Circuit designs, and particularly designs for Field Programmable Gate Arrays (FPGA's), have become increasingly complex and heterogeneous. Modern circuit designs can include a variety of different components or resources including, but not limited to, registers, block Random Access Memory (RAM), multipliers, processors, and the like. This increasing complexity makes placement and signal routing of circuit designs more cumbersome.
Circuit packing provides a degree of simplification. Circuit packing refers to the grouping or association of circuit components into larger clusters of components. For a given design, a packer “packs” circuit components together based on particular objective functions. Each clustered grouping of components then can be treated as a single, larger component for purposes of circuit placement and signal routing. The packing process effectively reduces the number of components to be processed during subsequent circuit design tasks.

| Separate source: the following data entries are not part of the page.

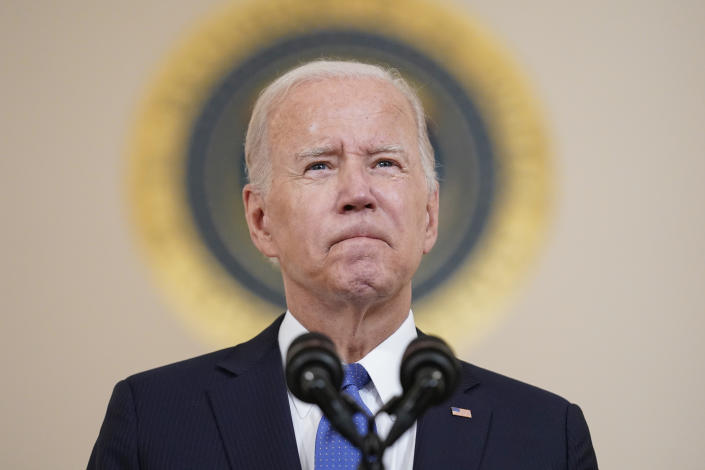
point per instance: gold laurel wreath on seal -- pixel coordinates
(211, 301)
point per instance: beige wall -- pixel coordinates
(611, 316)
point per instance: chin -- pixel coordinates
(366, 284)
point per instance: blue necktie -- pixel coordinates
(333, 451)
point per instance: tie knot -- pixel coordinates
(355, 375)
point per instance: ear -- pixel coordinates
(257, 221)
(431, 221)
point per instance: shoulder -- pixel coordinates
(207, 370)
(506, 389)
(517, 402)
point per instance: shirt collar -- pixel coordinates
(382, 363)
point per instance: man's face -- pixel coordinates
(348, 212)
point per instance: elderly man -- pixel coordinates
(343, 195)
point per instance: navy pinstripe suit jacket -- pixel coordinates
(229, 410)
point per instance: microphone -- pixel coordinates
(429, 374)
(314, 374)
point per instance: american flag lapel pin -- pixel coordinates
(462, 412)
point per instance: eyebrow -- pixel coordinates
(392, 148)
(332, 149)
(316, 152)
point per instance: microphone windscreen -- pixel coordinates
(430, 352)
(309, 352)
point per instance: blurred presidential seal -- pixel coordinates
(187, 161)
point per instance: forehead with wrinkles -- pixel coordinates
(315, 111)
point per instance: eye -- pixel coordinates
(385, 163)
(317, 166)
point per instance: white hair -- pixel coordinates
(259, 165)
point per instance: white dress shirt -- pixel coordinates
(382, 364)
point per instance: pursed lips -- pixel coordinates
(357, 233)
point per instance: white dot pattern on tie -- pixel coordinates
(333, 451)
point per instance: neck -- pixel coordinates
(356, 328)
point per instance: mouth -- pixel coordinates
(357, 234)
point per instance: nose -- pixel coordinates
(355, 191)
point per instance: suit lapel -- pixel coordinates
(252, 407)
(447, 441)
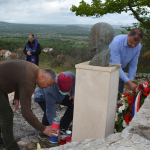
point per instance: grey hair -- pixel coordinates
(137, 33)
(50, 72)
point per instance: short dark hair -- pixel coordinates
(137, 33)
(51, 73)
(31, 34)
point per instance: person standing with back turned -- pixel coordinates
(32, 50)
(126, 49)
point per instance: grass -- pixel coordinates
(43, 65)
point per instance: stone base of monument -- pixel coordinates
(96, 93)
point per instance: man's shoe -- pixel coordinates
(42, 136)
(1, 143)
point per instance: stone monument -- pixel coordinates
(100, 37)
(96, 89)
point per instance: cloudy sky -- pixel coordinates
(53, 12)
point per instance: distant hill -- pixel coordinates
(47, 29)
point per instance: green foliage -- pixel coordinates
(139, 9)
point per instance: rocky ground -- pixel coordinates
(25, 134)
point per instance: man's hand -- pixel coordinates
(28, 53)
(72, 97)
(130, 85)
(49, 131)
(16, 104)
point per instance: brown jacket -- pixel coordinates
(20, 76)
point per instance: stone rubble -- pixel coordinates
(25, 135)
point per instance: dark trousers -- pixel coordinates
(6, 123)
(68, 116)
(121, 85)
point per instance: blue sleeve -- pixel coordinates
(72, 92)
(115, 58)
(133, 65)
(50, 106)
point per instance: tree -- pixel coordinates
(140, 9)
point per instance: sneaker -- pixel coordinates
(1, 143)
(42, 136)
(62, 131)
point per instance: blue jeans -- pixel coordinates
(121, 85)
(6, 123)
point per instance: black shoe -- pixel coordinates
(42, 136)
(62, 131)
(70, 128)
(1, 143)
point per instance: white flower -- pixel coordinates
(124, 124)
(116, 117)
(121, 108)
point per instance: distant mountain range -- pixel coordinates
(62, 25)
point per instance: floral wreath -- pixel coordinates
(129, 105)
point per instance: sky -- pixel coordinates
(53, 12)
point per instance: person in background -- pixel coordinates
(58, 93)
(126, 49)
(32, 50)
(20, 76)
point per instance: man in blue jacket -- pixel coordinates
(126, 49)
(58, 93)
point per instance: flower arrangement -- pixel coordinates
(129, 105)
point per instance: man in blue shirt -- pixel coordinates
(126, 49)
(58, 93)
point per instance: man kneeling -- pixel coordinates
(58, 93)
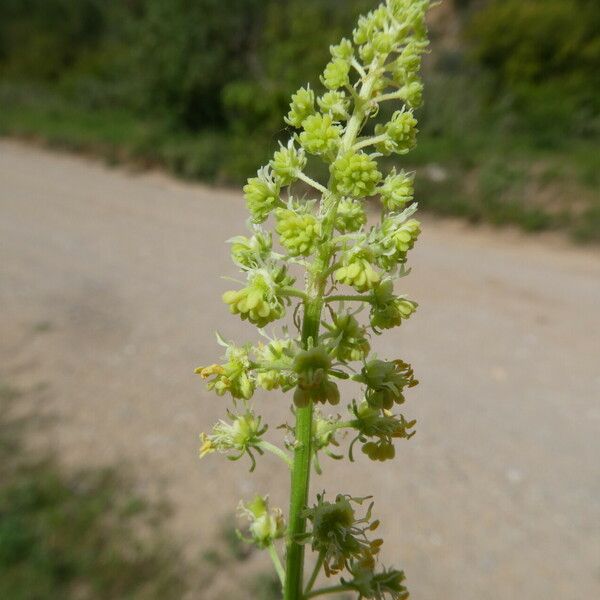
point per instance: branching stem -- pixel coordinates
(313, 304)
(284, 456)
(277, 563)
(329, 590)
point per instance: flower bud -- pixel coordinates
(350, 216)
(279, 353)
(336, 74)
(358, 272)
(382, 450)
(302, 106)
(347, 338)
(250, 253)
(355, 174)
(298, 233)
(339, 535)
(312, 367)
(241, 436)
(287, 162)
(335, 103)
(399, 238)
(397, 190)
(387, 310)
(320, 135)
(262, 195)
(342, 50)
(258, 302)
(385, 381)
(401, 133)
(266, 525)
(233, 376)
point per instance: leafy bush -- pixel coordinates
(545, 54)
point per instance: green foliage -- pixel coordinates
(199, 87)
(546, 54)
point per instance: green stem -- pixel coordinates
(292, 293)
(301, 470)
(349, 298)
(313, 304)
(311, 182)
(370, 141)
(277, 562)
(330, 590)
(268, 447)
(315, 572)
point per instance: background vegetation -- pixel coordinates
(510, 126)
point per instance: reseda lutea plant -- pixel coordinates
(325, 232)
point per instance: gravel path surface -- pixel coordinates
(109, 295)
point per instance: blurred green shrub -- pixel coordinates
(545, 56)
(199, 86)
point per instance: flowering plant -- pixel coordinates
(325, 232)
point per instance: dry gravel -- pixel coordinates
(109, 296)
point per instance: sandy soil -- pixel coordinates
(109, 294)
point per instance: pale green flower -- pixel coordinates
(320, 136)
(302, 106)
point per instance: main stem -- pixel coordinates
(313, 304)
(301, 469)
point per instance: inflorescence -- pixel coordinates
(350, 265)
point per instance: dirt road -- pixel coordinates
(109, 296)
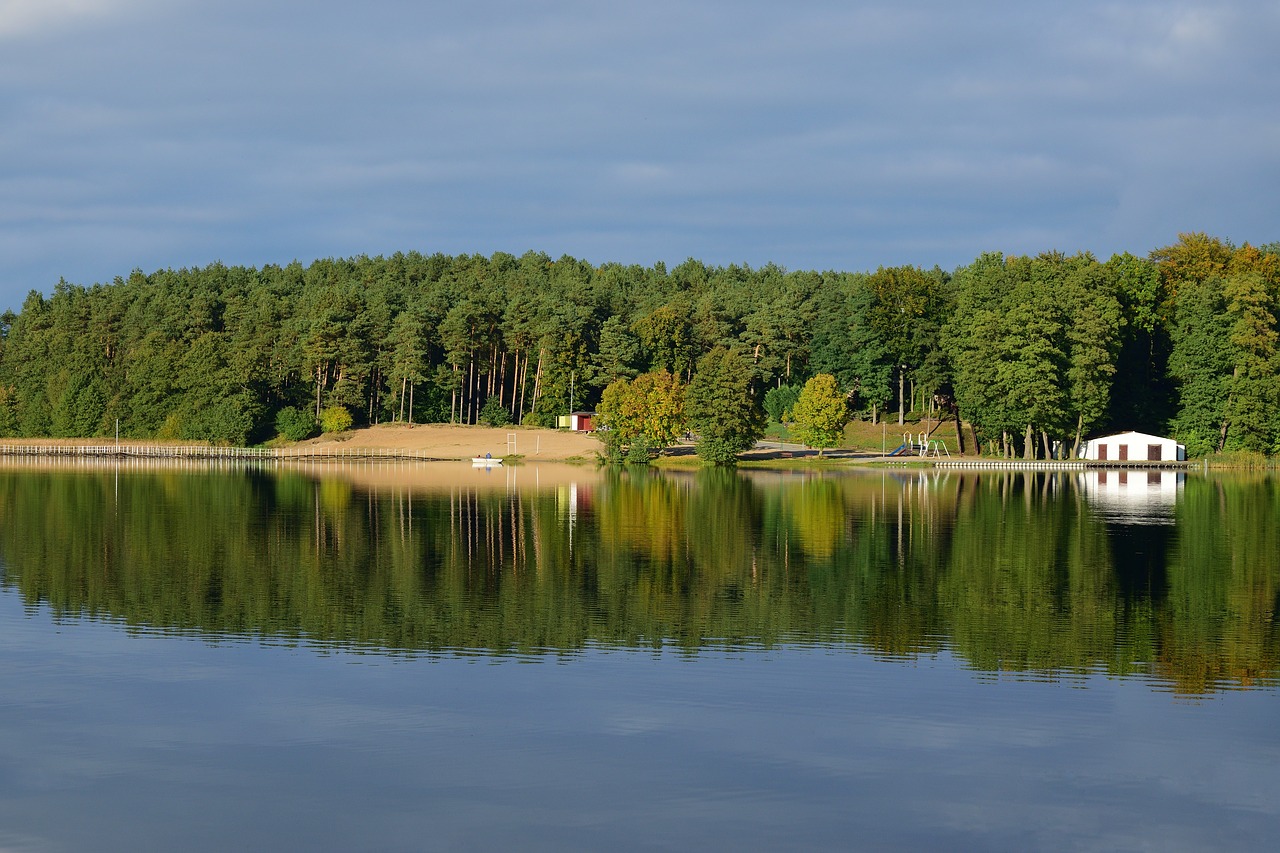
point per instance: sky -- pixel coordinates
(814, 135)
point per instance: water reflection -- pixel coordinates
(1133, 496)
(1038, 575)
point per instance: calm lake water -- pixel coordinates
(548, 658)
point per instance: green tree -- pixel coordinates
(336, 419)
(778, 401)
(725, 407)
(649, 410)
(295, 424)
(819, 413)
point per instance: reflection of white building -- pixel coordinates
(1146, 496)
(1134, 447)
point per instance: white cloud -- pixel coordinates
(33, 17)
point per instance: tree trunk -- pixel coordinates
(538, 378)
(901, 400)
(453, 395)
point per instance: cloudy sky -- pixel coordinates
(842, 135)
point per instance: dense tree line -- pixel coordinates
(1033, 352)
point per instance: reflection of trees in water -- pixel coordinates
(1013, 573)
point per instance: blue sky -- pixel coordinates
(152, 133)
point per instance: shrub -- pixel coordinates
(336, 419)
(640, 451)
(295, 424)
(778, 402)
(494, 414)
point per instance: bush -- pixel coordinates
(494, 414)
(778, 402)
(640, 451)
(336, 419)
(295, 424)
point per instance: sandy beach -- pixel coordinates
(435, 441)
(448, 441)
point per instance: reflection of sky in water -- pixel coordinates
(1133, 496)
(118, 742)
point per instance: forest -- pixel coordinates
(1032, 354)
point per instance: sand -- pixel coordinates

Packing refers to both mandatory packing as well as non-mandatory packing. Mandatory packing refers to packing operations that are performed as dictated by the circuit architecture. For example, mandatory packing can include packing objects so as to implement carry chains, block random access memory (RAM), or other circuit structures. In contrast, non-mandatory packing refers to the packing of objects for purposes that are unrelated to the underlying circuit architecture. For example, non-mandatory packing can include packing components to achieve a particular signal propagation delay based upon topological circuit information.
Packing typically occurs prior to the placement and routing tasks of physical circuit design. Accordingly, as noted, the packing task serves to simplify circuit design as once components are clustered together as a single, larger circuit component, the placing and routing tasks effectively are left with fewer components to process. Unfortunately, the tradeoff for this simplification is reduced granularity. In other words, while having fewer components to place and route simplifies circuit design, the reduced granularity affords fewer choices with respect to circuit placement and routing.
What is needed is a technique which provides the benefits of circuit packing while not restricting granularity or the choices available to subsequent circuit design tasks.